NOW NOVEMBER. OUR BROKEN CULTURE, BRITTLE AND STALE. Each day brings more dispatches from the dark side of paradise. The sexual harassment inferno flames and crackles along, engulfing movie producers, politicians, and actors that burn like good dry wood in country furnaces.
Analysts try to decode Vladimir Putin’s hamster-like expressions, as if reading tea leaves. Will X be next? Meantime, a century since the great October Revolution that actually took place in November. Little black-and-white silhouettes of crumpled bodies on Nevsky Prospekt in Saint Petersburg.
It’s fitting, now that I think of it. Something so otherworldly could only happen in November.
These are our headlines, this is our life, or so we are told, or so it may seem. I’ve given up on providing any explanation of it to our daughters. “But why is Trump so bad?” Ten-year-old Anna asked me one black morning while I was making buckwheat porridge. This happened to be the week when he had said about a recently killed soldier, “He knew what he was getting himself into.” Trying to explain the situation to her was impossible. Words like “good” and “bad” become useless when you are engulfed with circus and more circus. In the end, I just shrugged it off. Away she went to school on her bike, gliding away through November’s various shades of gray.
To be honest, I have tried to raise my children away from the circus. I turn off the radio, and, if there happens to be a TV on somewhere, I turn off the TV. I am not sure if it’s the right thing to do. I grew up in a household where we watched the news every night. Every night I watched President Reagan meeting with Comrade Gorbachev. Every night I watched the the Palestinians battling the Israelis, the Iraqis fighting the Iranians. The month I was born, the Iranians stormed the American embassy in Tehran. All of these things have just been going on forever.
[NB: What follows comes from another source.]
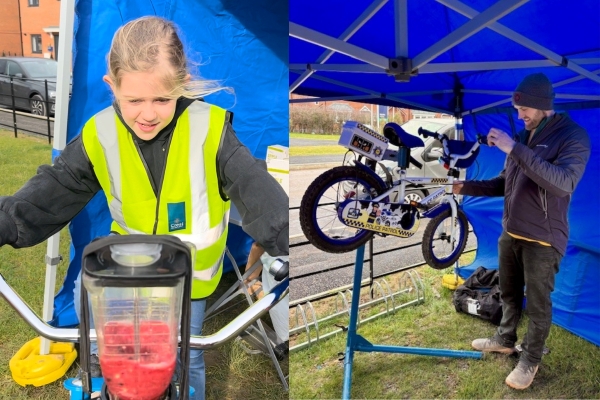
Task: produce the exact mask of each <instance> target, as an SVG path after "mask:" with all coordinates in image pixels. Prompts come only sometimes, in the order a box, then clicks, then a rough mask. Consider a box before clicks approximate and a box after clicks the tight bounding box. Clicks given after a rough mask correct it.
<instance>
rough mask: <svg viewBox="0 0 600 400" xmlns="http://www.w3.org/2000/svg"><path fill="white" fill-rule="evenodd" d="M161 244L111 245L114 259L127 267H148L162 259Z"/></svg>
mask: <svg viewBox="0 0 600 400" xmlns="http://www.w3.org/2000/svg"><path fill="white" fill-rule="evenodd" d="M161 250H162V245H161V244H159V243H125V244H113V245H110V252H111V255H112V259H113V260H114V261H115V262H116V263H118V264H121V265H123V266H126V267H146V266H148V265H151V264H154V263H155V262H156V261H157V260H158V259H159V258H160V252H161Z"/></svg>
I awake in darkness, make myself morning tea under the spotlight of a solitary kitchen lamp. Is this really what our lives consist of? News-fed moments of elation and sorrow?
When we have nothing to do, during those few hours of pristine white sun and blue sky with that beautiful specter of night that stalks all November days, I take my children as far from civilization as I can get them.
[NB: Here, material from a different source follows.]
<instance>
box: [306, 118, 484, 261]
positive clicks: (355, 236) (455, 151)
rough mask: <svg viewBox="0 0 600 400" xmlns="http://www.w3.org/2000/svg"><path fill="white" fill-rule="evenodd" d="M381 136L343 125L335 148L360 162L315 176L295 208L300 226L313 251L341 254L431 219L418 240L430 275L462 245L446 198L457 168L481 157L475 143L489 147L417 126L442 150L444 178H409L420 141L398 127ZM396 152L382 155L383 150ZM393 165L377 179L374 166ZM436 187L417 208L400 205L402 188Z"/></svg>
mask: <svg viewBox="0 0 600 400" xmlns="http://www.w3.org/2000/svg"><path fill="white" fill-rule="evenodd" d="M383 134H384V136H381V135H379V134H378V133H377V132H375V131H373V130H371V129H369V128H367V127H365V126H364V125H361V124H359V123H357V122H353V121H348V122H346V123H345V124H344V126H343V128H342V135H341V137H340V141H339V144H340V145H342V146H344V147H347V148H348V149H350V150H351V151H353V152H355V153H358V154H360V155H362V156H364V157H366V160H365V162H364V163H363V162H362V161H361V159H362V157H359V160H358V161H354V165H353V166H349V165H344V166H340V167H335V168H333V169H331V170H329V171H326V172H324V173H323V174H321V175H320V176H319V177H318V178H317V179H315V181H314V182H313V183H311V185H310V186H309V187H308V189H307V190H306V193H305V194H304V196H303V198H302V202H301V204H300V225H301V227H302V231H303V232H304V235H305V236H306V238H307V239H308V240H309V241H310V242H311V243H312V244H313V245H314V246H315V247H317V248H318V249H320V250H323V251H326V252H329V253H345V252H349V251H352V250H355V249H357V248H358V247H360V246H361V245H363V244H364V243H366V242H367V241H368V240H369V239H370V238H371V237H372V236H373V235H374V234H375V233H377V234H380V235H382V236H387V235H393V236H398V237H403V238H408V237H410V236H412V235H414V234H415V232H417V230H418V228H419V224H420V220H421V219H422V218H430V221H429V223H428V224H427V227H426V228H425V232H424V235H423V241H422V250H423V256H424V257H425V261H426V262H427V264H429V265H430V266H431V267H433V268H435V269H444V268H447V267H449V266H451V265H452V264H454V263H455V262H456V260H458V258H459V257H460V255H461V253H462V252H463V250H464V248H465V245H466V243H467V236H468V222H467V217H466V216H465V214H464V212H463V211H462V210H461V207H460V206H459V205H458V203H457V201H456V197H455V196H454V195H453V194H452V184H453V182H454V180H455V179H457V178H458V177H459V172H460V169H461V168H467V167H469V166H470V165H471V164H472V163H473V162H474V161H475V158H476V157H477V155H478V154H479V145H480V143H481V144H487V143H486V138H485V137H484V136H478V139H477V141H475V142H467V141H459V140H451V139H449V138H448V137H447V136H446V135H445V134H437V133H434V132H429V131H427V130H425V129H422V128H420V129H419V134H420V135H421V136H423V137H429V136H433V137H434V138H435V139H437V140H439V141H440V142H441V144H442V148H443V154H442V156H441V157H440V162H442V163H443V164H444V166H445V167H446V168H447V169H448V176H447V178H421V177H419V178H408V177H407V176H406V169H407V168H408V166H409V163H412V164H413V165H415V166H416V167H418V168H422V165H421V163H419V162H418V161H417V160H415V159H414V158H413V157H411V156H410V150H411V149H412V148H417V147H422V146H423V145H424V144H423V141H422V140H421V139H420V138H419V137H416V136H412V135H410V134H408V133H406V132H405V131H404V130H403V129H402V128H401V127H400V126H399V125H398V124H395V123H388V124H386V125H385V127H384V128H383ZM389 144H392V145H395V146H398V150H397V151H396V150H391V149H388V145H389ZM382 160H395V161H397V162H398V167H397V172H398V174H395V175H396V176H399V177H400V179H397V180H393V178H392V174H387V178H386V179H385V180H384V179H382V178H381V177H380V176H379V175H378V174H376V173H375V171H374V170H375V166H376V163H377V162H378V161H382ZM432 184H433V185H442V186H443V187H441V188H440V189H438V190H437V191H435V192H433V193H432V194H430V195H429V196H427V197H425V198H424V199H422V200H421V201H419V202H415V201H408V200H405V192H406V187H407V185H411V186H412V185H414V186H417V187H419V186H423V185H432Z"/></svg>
We drive northwest, disappear into Soomaa, that swampland wilderness with all of its treasures. It takes forever to get there, and to enter the refuge, you have to get out of your car, open the gate, drive through, and then get out and close the gate again. One path leads to another, which carries you over forest streams to a third, and then a wooden platform bears you over the windy swampland, where only brave crooked pines bother to grow and the bog water is red wine red.
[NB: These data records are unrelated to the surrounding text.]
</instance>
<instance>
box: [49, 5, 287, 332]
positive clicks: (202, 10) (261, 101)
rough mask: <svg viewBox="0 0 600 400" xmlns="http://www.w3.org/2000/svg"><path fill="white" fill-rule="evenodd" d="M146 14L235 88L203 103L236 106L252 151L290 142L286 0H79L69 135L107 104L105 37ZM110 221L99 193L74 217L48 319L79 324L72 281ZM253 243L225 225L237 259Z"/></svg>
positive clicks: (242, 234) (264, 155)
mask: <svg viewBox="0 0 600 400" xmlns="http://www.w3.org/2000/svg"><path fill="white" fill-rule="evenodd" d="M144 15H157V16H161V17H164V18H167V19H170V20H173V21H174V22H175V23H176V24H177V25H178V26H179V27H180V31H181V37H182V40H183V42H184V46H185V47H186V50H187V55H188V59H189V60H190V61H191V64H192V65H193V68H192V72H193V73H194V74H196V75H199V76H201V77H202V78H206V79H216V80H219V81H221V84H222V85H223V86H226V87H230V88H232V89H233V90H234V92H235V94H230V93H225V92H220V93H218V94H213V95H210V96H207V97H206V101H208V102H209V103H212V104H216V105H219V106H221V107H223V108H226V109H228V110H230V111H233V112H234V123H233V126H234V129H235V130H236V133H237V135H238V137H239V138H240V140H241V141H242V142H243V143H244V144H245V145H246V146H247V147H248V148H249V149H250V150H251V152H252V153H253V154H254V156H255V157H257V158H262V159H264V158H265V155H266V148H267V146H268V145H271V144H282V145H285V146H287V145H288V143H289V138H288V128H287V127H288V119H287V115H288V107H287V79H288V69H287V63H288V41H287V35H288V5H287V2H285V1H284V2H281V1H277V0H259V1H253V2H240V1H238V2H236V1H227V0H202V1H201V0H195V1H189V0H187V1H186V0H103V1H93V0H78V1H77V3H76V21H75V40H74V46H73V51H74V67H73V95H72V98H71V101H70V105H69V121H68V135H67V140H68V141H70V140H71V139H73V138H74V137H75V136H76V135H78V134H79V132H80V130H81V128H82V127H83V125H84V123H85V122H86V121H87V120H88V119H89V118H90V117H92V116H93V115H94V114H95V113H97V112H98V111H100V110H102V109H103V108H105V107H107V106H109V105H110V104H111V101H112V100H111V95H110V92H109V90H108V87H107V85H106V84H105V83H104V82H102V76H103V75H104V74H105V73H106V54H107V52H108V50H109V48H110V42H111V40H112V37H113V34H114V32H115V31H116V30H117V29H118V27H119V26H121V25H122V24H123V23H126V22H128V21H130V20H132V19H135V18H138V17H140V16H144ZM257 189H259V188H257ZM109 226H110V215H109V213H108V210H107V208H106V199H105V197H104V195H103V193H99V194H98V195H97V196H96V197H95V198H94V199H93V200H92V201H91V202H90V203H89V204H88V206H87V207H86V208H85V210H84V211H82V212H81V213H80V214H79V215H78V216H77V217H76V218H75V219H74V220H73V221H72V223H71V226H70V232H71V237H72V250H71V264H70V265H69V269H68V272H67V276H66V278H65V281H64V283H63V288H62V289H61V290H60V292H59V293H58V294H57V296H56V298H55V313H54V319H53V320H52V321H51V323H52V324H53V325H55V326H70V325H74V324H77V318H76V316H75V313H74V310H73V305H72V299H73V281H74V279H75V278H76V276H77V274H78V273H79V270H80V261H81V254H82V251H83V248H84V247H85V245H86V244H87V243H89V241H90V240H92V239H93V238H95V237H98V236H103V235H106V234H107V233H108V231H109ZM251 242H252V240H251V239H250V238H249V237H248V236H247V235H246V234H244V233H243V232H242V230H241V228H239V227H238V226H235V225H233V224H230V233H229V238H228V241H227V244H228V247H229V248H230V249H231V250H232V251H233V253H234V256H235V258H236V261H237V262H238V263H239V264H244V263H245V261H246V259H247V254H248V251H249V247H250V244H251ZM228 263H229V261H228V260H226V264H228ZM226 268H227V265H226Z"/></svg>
In the swamp, I found a great stick, curvy as a narwhal’s tusk, one that would make a good cane in old age, and promised myself that no matter how cold it got this winter, I would never burn it. In the distance we inspected scattered humps of earth, moss and wood, which we imagined had once been an active village of beavers. Our youngest daughter stuffed my pockets with pine cones and loose fluffy white moss she collected from the edges of the platform.
The morning after the expedition, I displayed the pine cones and moss on a table at the cafe for all to see. The sun was supposed to have risen, but it was still gloomy and gray in the streets, but I didn’t mind. Instead I felt content with the whole scene, and it occurred to me that I actually liked November. I was grateful that I had been born in such a dream of a month.